I've not been able to recreate the problem up till now. But "knowing"
there is a bug helps develop a theory based upon the code.

CreateCheckpoint() increments the epoch on the master at the next
checkpoint after wraparound. (I'd be happier if there was an explicit
link between those two points; there's not but I can't yet see a
problem).

When the standby receives the checkpoint record, it stores the
information in 2 places:
i) directly into ControlFile->checkPointCopy
ii) and then into XLogCtl when a safe restartpoint occurs

It's possible that a safe restartpoint could be delayed. When that
happens, the XLogCtl copy grows stale. If the delay is long enough,
then the NextXid counter will increase and will eventually be higher
than the last XLogCtl, causing the epoch returned by
GetNextXidAndEpoch() to go backwards by 1. If it is delayed even
further it would wrap again and increase again by one, then decrease,
then increase.
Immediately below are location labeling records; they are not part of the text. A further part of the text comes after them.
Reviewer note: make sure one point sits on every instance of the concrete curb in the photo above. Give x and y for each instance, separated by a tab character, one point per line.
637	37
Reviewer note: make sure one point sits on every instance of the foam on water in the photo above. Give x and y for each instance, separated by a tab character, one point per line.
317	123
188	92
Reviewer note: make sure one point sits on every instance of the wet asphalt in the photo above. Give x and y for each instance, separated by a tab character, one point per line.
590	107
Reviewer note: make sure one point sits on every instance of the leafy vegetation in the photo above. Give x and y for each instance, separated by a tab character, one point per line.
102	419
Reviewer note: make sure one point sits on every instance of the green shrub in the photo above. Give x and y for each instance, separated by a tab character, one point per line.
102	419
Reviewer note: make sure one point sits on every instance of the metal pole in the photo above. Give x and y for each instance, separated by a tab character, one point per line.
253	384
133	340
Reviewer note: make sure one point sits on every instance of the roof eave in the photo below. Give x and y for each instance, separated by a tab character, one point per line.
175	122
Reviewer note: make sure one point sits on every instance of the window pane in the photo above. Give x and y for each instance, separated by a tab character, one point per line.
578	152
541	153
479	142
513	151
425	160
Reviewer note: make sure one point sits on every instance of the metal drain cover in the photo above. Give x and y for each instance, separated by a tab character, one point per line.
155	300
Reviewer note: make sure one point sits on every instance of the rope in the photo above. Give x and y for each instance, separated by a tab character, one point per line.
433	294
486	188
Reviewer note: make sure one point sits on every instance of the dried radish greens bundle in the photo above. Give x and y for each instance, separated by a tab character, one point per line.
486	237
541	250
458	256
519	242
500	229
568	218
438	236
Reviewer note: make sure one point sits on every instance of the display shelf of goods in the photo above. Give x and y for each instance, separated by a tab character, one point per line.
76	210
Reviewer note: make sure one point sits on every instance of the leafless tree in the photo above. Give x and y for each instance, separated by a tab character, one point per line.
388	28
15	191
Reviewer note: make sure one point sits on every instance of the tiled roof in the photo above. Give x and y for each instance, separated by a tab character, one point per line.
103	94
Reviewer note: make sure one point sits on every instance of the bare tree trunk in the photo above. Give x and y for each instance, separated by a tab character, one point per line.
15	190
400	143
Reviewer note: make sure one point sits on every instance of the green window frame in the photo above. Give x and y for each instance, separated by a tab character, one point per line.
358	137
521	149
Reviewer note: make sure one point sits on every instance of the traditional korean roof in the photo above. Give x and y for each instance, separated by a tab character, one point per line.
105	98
Given enough time and/or a very busy server using lots
of xids.

At the same time, when we do UpdateControlFile() the other copy of the
epoch is written to the controlfile, so the controlfile shows the
accurate value for the epoch.

So I can explain how we get two different answers from the standby,
and I can explain how the error is very hard to reproduce and
apparently transient. I can't explain anything involving the master.

The key is "what delays the restartpoint?". And the answer there is
probably bugs in index code which purport to see invalid pages when
they probably shouldn't be there. So a REINDEX would likely help.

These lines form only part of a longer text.